Bernard Steinberg, M.A.’72,
retired after 18 years as director of the Hillel chapter at Harvard. He helped Hillel become one of the largest student organizations on campus and developed leadership education and interfaith programs.

Deborah Lipstadt, M.A.’72, Ph.D.’76, renowned for having vanquished Holocaust denier David Irving during a five-year legal battle that ended in 2001, delivered the Striar Memorial Lecture, “The New Anti-Semitism: How New? How Bad? How Real?” on Dec. 12, 2010, at Striar Hebrew Academy in Sharon, Mass. She is a professor of modern Jewish and Holocaust studies at Emory University.

“The Sing-Off,’’ the NBC a cappella show produced by filmmaker Sam Weisman, M.F.A.’73, returned for a second season. The five-night series aired in the weeks before the holidays and featured 10 a cappella groups.

James Haley Jr., M.A.’74, Ph.D.’75, married Katherine Ann Helm on Dec. 11, 2010, in New York. James is a partner in the New York office of the Boston law firm Ropes & Gray, where he works in the property rights management group.

Sharon Krefetz, M.A.’75, Ph.D.’76,
was named the Andrea B. and Peter D. ’64 Klein Distinguished Professor at Clark University. The Klein chair rotates among Clark’s tenured faculty from all departments every four years. Sharon joined the Clark faculty in 1972 and chairs the Department of Political Science. Her scholarship has centered on affordable housing policies in the United States.

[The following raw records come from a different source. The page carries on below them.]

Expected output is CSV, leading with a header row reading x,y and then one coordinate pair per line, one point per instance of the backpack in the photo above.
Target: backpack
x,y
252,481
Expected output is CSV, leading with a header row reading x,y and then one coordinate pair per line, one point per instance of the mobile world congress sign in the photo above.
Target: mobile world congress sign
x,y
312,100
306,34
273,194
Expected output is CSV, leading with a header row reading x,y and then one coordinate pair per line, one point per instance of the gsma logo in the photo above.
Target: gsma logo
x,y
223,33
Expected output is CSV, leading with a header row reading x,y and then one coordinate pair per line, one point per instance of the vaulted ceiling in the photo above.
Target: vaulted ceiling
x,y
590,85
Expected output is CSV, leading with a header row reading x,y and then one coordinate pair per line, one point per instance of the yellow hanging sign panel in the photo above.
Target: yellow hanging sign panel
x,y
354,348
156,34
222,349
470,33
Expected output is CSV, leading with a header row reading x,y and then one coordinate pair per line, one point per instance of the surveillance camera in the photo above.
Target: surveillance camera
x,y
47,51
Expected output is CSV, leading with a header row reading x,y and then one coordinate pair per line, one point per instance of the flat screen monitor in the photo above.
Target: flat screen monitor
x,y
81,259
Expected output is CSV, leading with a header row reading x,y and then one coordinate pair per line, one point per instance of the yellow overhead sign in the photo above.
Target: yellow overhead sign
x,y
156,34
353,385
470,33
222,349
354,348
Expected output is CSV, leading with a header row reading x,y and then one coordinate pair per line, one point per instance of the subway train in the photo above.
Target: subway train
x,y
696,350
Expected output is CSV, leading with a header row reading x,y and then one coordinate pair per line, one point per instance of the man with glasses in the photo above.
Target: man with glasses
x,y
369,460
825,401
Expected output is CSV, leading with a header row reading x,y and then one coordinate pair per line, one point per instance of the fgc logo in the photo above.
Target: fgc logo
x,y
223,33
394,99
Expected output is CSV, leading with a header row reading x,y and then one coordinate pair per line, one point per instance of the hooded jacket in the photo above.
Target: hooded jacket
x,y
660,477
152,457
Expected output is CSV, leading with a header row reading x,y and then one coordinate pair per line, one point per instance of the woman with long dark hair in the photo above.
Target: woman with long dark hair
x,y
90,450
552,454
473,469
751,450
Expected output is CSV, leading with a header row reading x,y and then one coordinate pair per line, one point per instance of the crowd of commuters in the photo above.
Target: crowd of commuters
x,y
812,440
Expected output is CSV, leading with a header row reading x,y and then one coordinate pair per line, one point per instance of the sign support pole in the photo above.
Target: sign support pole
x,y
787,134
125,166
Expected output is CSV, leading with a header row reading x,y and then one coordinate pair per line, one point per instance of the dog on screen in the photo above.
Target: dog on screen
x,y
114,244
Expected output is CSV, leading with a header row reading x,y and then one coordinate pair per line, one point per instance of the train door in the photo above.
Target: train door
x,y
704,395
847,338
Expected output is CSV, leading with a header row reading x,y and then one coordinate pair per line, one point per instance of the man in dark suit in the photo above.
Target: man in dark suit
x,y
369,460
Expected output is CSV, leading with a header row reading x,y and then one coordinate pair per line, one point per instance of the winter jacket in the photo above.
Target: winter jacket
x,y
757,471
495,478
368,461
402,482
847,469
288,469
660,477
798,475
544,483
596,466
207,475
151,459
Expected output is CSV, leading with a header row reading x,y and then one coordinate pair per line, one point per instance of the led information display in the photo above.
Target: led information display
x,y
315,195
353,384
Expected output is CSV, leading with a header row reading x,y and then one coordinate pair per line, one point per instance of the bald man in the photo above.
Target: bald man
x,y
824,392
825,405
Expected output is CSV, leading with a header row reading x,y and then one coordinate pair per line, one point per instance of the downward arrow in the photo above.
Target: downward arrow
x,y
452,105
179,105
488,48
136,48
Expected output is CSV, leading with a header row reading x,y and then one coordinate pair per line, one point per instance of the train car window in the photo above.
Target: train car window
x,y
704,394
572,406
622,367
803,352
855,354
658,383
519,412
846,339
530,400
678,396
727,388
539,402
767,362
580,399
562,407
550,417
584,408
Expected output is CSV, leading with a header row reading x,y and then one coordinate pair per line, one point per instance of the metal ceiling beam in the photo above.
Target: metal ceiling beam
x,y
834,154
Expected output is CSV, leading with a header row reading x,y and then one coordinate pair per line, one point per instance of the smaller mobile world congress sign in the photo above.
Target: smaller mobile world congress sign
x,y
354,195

Loretta Devine, M.F.A.’76, who has appeared in the original Broadway cast of “Dreamgirls,” the films “Waiting to Exhale,” “Crash” and “Dreamgirls,” and the TV series “Grey’s Anatomy,” is among the actresses in Tyler Perry’s film adaptation of “For Colored Girls Who Have Considered Suicide When the Rainbow Is Enuf.” Released with the abbreviated title “For Colored Girls,” the film also features Whoopi Goldberg, Phylicia Rashad, Anika Noni Rose, Janet Jackson, Thandie Newton, Kerry Washington, Kimberly Elise, Tessa Thompson and Macy Gray.